Mereka telah sampai di tempat tujuan. Cinema XXXI. Ini ide Syara dan sebenarnya Aqila malas ikut karena baginya Hari Minggu adalah Hari Ter-Mager Sedunia. Tapi jangan panggil ia Syara, Paman, kalau tak bisa menggerakkan Aqila sesuai keinginannya. Tentunya dengan iming-iming sekali keluar rumah langsung dapat bebas ongkos, tiket nonton gratis dan traktiran makan. Itulah sejumlah benefit yang sudah lebih dari cukup untuk bisa membuat Aqila tergerak menemaninya sekarang.

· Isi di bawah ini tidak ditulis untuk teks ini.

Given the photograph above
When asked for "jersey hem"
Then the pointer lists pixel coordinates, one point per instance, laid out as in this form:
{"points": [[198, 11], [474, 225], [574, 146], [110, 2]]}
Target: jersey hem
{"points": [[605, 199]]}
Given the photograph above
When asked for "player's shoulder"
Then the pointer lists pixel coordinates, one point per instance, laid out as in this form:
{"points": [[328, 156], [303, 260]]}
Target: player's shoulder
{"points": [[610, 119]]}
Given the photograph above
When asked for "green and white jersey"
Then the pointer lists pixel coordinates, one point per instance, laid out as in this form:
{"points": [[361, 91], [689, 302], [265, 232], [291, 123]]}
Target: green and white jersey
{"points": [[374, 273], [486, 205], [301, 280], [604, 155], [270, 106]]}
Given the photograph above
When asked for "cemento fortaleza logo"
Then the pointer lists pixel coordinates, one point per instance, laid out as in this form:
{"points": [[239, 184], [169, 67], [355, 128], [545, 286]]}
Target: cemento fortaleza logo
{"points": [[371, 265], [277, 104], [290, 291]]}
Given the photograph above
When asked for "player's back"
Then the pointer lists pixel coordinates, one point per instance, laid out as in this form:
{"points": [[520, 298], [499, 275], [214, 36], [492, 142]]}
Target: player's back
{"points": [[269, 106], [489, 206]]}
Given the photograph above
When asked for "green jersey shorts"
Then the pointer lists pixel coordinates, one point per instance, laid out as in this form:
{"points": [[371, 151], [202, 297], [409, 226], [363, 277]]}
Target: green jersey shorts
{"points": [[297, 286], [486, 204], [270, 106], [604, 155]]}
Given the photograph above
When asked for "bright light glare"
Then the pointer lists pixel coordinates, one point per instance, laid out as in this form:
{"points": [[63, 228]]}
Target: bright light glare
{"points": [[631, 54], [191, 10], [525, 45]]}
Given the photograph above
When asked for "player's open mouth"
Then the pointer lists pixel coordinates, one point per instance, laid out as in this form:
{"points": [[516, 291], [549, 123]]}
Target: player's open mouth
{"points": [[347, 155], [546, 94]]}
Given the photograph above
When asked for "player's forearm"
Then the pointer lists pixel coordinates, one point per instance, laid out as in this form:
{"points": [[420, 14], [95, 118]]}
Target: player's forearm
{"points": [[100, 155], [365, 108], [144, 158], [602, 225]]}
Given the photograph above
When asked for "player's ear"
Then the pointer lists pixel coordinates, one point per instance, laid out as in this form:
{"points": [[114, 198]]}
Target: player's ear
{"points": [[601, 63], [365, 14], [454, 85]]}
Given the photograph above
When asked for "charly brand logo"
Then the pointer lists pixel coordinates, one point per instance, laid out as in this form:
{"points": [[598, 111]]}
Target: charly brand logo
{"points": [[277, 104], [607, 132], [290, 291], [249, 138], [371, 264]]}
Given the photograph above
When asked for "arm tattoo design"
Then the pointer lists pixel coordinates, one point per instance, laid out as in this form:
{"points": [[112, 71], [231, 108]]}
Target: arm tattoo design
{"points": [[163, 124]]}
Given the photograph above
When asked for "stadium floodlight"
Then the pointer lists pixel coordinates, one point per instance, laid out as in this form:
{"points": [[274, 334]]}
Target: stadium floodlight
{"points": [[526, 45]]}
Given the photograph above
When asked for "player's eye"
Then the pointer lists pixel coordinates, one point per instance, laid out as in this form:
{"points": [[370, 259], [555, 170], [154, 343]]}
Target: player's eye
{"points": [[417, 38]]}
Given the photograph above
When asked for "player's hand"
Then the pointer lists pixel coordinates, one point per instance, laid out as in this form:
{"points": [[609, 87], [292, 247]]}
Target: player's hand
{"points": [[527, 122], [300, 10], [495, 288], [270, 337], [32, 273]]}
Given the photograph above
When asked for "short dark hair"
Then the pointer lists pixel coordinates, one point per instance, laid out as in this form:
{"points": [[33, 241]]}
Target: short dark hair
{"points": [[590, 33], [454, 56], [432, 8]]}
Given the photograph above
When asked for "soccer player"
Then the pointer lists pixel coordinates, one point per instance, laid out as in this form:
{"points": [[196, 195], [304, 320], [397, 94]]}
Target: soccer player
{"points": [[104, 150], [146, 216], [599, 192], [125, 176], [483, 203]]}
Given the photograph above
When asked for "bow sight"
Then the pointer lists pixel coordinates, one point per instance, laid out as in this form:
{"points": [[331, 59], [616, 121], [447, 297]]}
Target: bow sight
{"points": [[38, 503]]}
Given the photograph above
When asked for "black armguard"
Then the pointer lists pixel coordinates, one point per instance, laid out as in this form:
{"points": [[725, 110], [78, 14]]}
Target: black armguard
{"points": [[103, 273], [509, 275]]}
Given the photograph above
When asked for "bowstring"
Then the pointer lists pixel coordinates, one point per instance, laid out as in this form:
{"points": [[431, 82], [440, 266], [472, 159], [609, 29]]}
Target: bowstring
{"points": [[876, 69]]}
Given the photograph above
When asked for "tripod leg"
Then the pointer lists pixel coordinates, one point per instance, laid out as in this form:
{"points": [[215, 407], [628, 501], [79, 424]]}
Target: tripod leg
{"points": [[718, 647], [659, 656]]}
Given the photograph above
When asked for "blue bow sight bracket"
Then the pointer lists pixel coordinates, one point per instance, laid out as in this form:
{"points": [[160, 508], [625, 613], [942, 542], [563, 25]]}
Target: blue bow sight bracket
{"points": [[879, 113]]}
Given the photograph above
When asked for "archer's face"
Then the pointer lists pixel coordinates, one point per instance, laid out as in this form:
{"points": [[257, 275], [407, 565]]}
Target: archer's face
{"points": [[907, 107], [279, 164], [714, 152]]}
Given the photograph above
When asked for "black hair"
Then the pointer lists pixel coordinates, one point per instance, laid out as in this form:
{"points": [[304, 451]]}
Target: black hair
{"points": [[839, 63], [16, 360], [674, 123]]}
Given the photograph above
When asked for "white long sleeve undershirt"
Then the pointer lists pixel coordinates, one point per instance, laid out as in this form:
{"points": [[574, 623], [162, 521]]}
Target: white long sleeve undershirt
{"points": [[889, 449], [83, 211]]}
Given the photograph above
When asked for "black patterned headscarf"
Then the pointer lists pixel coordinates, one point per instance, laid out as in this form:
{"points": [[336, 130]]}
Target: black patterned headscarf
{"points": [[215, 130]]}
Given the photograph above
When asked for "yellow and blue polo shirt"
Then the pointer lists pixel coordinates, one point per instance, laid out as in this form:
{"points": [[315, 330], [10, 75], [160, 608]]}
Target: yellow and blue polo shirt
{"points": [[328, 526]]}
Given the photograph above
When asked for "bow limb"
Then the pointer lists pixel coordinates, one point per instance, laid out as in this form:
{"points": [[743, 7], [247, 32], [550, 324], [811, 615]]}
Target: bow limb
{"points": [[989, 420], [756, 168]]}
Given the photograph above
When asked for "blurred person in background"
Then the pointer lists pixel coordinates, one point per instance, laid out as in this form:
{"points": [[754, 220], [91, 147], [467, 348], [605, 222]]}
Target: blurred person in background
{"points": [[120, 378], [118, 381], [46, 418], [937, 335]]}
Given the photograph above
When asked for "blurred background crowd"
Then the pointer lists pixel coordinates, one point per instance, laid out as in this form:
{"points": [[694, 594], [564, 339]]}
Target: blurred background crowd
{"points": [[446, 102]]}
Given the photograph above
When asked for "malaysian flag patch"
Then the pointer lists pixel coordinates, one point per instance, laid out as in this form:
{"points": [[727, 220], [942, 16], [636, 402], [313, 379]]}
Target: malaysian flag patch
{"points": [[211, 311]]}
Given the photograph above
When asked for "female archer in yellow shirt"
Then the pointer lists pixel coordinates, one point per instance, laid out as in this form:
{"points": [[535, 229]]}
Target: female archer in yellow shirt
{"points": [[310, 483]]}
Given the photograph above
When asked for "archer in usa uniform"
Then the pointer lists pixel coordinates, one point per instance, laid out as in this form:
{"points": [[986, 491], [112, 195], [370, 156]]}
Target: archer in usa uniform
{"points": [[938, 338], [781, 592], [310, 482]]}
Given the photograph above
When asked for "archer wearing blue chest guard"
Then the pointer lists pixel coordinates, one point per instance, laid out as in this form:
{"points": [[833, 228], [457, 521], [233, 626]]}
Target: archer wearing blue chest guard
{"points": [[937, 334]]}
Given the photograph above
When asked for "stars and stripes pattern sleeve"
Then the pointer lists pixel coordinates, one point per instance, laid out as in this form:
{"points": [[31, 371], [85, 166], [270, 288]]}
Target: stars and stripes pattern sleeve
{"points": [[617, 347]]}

“Qila, aku ke sana dulu ya, mau beli minum sama kunyahan buat nonton nanti.”

“Eh, harusnya tiket nonton dulu yang lo beli. Masa begituan?” komentar Aqila.

“Aku belum tau film apa yang enak ditonton. Jadi... mungkin nanti sambil jalan baru dapat inspirasi mau beli tiket film yang mana.”

“Ya salam,” gemas Aqila melihat kekonyolan manusia satu ini. “Jadi sebenernya lo ke sini mau apa sih, Ra? Gue kira memang ada film yang mau lo tonton. Ternyata cuma mau ngelihat dunia dia.”

“Memang mau nonton kok,” kukuh Syara. Bicaranya tiba-tiba terhenti ketika matanya menangkap rupa sosok cowok yang ia kenal. “Eh, itu ada Rendi! Coba Qila lihat, itu yang di sana!” soraknya kehebohan.

“Mana?” bingung Aqila mengedarkan pandangan sesuai arah yang ditunjuk Syara. “Yang empat orang itu?” tanyanya.

“Iyaa. Rendi yang pakai hoodie warna navy itu loh, Qila.”

“Gantengan cowok yang di sampingnya.” ejek Aqila merendahkan selera cowok idaman Syara.

            “Enak aja! Yang itu namanya Aldo, dia masih jomblo. Kalau dua orang yang di belakangnya itu Lukman sama Heni. Mereka pacaran. Tapi dari mereka berempat, nggak ada satu pun yang sekelas sama aku. Huhu.” cerita Syara tanpa ditanya.

            “Panggillah cowok idaman lo itu!” tantang Aqila.

            Syara berdeham. “Oke.” balasnya penuh percaya diri. Sesaat kemudian berjalan mendekati Rendi and The Gang yang sedang berdiri dekat tempat pembelian tiket.

            Aqila ternganga melihat aksi tak terduga Syara. Tadi itu ia hanya bercanda. Bukan serius. Anak itu memang gila, pikirnya.

            “Loh, Rendi di sini? Mau nonton juga, ya? Nonton film apa? tanya Syara bertubi-tubi.

            Rendi hanya membisu. Ia membuang muka dari gadis yang mengharapkan jawabannya itu.

            “Ada kita juga di sini, loh. Mending wawancarai kita aja. Kita pengin juga ditanya-tanya ya kan, guys?” serobot Aldo mengalihkan perhatian Syara dari Rendi yang jelas tak ingin menanggapi.